Ownership, funding & M&A — Independent and early-stage. Founded 2021 in Paris by Alex Combessie and Jean-Marie John-Mathews (now co-CEOs); CTO Matteo Dora. Raised a small seed (~$1.5–2M, ~2022; sources disagree on the exact figure) from Elaia and angels including founders/CTOs from Hugging Face, Mistral AI, and Uber (e.g., Charles Gorintin). Won a ~€3M Bpifrance / France 2030 grant (2024) to lead an LLM-evaluation R&D consortium with Mistral AI, Artefact, INA, and BnF. No M&A; no later equity round confirmed. (confidence: medium)
CTO / hedge-fund lens — Day-1 useful if you build LLM/agent apps and want a cheap, code-first way to red-team and test them — the OSS library is free, and the EU AI Act framing suits a fund with European entities or regulators. It is an assurance/testing tool, not a production monitor or a SR 11-7 governance system of record; pair it with a monitoring/governance layer. Early-stage vendor — diligence the Hub’s roadmap and support before depending on it.
Competitors / alternatives — promptfoo, patronus-ai, mindgard, splxai, trulens, arize-phoenix, guardrails-ai.
Open questions / to verify
- Exact seed amount and total funding (sources report $1.5M vs $2M); any round since 2022.

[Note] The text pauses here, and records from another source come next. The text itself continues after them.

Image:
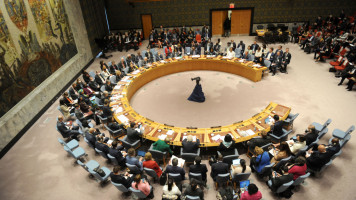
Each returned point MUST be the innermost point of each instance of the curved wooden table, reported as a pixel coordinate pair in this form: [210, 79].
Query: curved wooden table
[212, 136]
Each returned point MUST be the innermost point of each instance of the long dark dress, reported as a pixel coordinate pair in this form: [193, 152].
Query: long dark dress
[197, 94]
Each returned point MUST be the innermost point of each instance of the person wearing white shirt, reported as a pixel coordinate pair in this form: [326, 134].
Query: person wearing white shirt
[299, 144]
[258, 53]
[230, 53]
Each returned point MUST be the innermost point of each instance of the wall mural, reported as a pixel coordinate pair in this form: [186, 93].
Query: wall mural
[31, 47]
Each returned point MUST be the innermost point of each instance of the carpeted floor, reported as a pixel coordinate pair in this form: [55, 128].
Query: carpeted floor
[37, 167]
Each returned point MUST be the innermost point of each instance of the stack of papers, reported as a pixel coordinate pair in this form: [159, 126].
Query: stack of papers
[123, 119]
[162, 137]
[117, 87]
[180, 160]
[194, 138]
[218, 137]
[170, 132]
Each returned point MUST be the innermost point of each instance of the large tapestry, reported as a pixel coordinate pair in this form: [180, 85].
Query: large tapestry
[35, 41]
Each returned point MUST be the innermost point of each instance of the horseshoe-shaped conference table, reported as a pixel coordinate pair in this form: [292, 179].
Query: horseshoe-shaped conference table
[240, 131]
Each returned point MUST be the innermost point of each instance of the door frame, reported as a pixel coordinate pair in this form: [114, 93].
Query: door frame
[223, 9]
[143, 34]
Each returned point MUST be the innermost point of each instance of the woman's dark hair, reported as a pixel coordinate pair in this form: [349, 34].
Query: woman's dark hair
[228, 138]
[193, 184]
[170, 184]
[300, 161]
[252, 189]
[61, 102]
[301, 138]
[137, 180]
[285, 147]
[243, 165]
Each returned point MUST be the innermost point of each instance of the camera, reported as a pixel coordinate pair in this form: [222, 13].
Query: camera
[196, 78]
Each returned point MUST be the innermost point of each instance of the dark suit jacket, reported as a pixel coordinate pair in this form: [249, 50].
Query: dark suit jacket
[254, 47]
[120, 179]
[277, 128]
[132, 135]
[117, 154]
[98, 79]
[102, 147]
[176, 170]
[310, 138]
[287, 57]
[219, 168]
[65, 132]
[106, 111]
[91, 138]
[317, 160]
[199, 169]
[242, 47]
[278, 181]
[190, 147]
[225, 151]
[197, 192]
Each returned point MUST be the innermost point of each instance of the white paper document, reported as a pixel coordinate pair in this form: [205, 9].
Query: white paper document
[123, 119]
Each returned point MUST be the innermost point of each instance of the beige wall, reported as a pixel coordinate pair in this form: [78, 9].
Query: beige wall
[21, 114]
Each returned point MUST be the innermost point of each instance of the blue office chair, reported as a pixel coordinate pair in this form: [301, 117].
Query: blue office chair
[319, 127]
[133, 169]
[221, 179]
[341, 134]
[101, 153]
[138, 193]
[101, 179]
[128, 145]
[158, 155]
[282, 137]
[121, 187]
[301, 179]
[239, 177]
[290, 119]
[71, 145]
[151, 173]
[76, 153]
[92, 164]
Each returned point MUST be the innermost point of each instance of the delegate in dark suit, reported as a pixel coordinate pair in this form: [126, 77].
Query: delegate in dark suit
[102, 147]
[277, 129]
[190, 147]
[132, 135]
[278, 181]
[285, 61]
[219, 168]
[176, 170]
[65, 132]
[199, 169]
[91, 138]
[120, 179]
[277, 62]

- Current paid-customer roster vs marketing logos (AXA, BNP Paribas, Michelin, Google DeepMind cited by vendor).
Sources
- About Giskard — fetched 2026-06-28 — supports: founders, product scope, red-teaming/EU AI Act positioning; confidence: med (vendor/marketing).

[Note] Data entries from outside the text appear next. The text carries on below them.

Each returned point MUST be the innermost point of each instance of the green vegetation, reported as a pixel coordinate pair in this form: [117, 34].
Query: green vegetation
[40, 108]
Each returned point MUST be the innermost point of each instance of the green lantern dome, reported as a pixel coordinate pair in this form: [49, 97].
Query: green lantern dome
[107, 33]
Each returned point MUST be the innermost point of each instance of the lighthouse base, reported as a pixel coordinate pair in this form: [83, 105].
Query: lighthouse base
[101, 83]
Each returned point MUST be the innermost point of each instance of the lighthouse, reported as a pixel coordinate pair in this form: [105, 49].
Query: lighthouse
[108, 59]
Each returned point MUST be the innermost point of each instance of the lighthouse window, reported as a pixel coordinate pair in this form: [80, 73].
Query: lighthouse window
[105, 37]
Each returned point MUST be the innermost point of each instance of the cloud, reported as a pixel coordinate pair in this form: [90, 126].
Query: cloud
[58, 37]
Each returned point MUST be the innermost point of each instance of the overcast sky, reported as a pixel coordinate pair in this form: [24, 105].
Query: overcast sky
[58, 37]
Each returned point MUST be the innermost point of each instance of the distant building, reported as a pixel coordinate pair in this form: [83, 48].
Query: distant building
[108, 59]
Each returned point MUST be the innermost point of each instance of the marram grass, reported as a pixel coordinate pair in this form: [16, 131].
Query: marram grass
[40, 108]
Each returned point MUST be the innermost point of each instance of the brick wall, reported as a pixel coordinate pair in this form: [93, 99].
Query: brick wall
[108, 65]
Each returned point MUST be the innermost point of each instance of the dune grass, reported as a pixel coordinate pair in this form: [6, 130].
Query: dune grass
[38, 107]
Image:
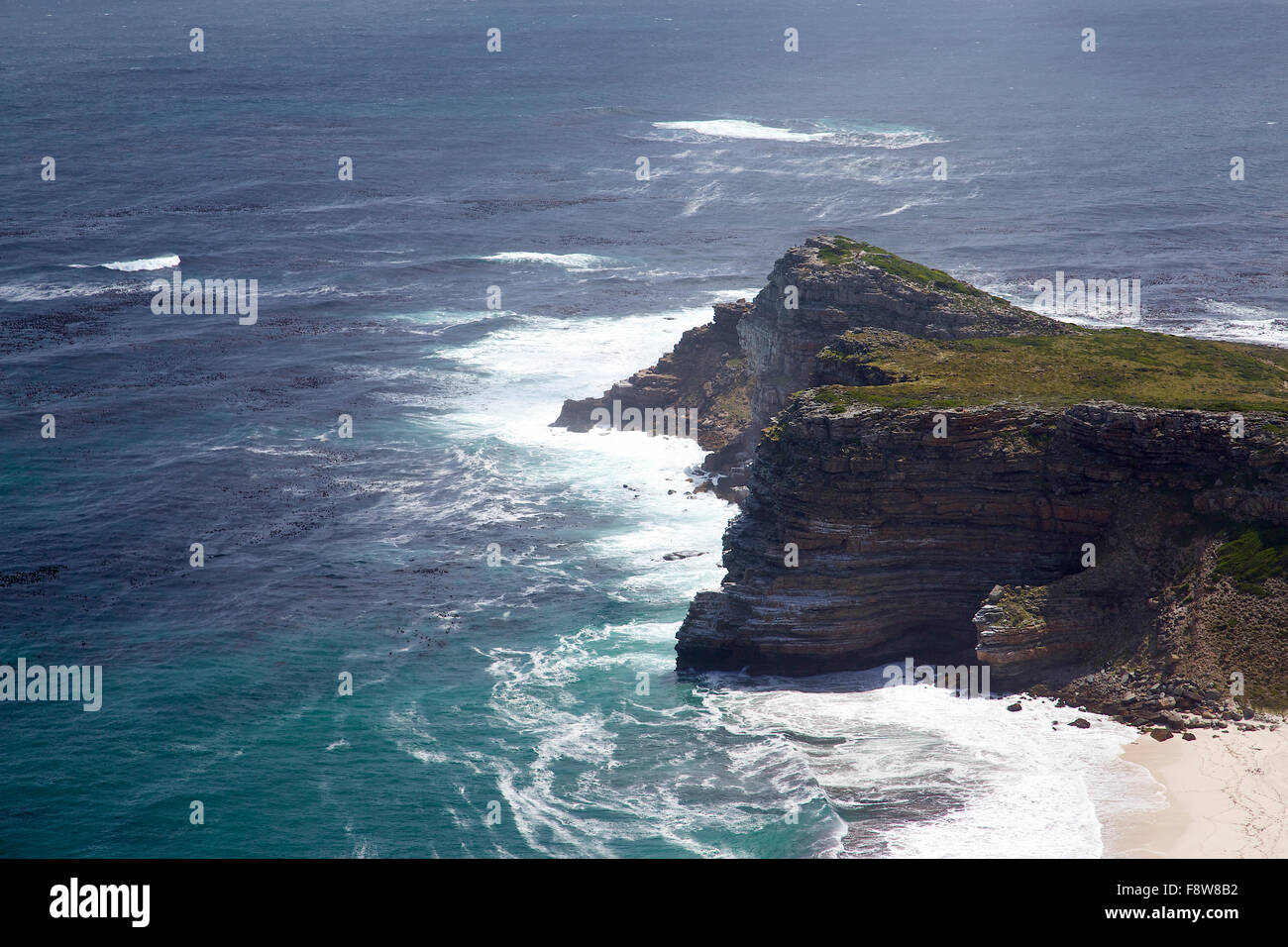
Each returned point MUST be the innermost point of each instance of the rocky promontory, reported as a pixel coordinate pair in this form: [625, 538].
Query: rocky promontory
[932, 474]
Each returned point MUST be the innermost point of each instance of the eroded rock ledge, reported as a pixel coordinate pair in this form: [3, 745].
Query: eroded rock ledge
[938, 466]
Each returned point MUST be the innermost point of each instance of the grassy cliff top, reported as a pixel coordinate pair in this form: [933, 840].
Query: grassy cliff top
[838, 252]
[1124, 365]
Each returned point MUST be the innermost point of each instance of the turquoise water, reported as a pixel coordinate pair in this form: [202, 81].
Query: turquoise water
[514, 688]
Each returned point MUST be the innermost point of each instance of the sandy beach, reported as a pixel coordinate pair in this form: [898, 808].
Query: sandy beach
[1227, 796]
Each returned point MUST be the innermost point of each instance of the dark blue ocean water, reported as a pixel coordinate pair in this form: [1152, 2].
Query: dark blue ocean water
[515, 685]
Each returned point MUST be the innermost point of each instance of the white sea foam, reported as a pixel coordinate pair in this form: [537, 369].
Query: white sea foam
[931, 775]
[575, 263]
[999, 784]
[897, 210]
[166, 262]
[733, 128]
[754, 131]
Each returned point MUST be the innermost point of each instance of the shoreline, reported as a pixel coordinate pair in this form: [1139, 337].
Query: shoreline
[1227, 796]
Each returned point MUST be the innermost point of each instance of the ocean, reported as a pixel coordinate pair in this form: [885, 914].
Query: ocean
[496, 587]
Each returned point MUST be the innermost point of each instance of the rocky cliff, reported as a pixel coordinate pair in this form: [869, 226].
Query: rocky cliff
[941, 475]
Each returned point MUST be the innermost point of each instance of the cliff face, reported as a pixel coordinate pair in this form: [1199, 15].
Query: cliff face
[842, 285]
[903, 538]
[706, 371]
[941, 475]
[743, 368]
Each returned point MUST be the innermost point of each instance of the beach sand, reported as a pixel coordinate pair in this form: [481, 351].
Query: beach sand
[1227, 796]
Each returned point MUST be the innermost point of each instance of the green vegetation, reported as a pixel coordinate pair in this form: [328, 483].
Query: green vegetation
[1019, 605]
[1252, 558]
[1124, 365]
[845, 250]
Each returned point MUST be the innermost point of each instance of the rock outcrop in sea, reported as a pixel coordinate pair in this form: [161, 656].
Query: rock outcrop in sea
[927, 471]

- Giskard-AI/giskard-oss (GitHub) — fetched 2026-06-28 — supports: OSS testing/eval library; confidence: high.
- Giskard — Crunchbase / Startup Intros — fetched 2026-06-28 — supports: founding 2021, Paris, seed funding, Bpifrance grant; confidence: med.
History
- [2026-06-28] Stub created from seed registry.
- [2026-06-28] Researched; confirmed independent, founded 2021 Paris, small seed (~$1.5–2M) + ~€3M Bpifrance grant. OSS testing/red-teaming + Giskard Hub. No M&A. Set ownership_confidence medium (exact funding figures conflict).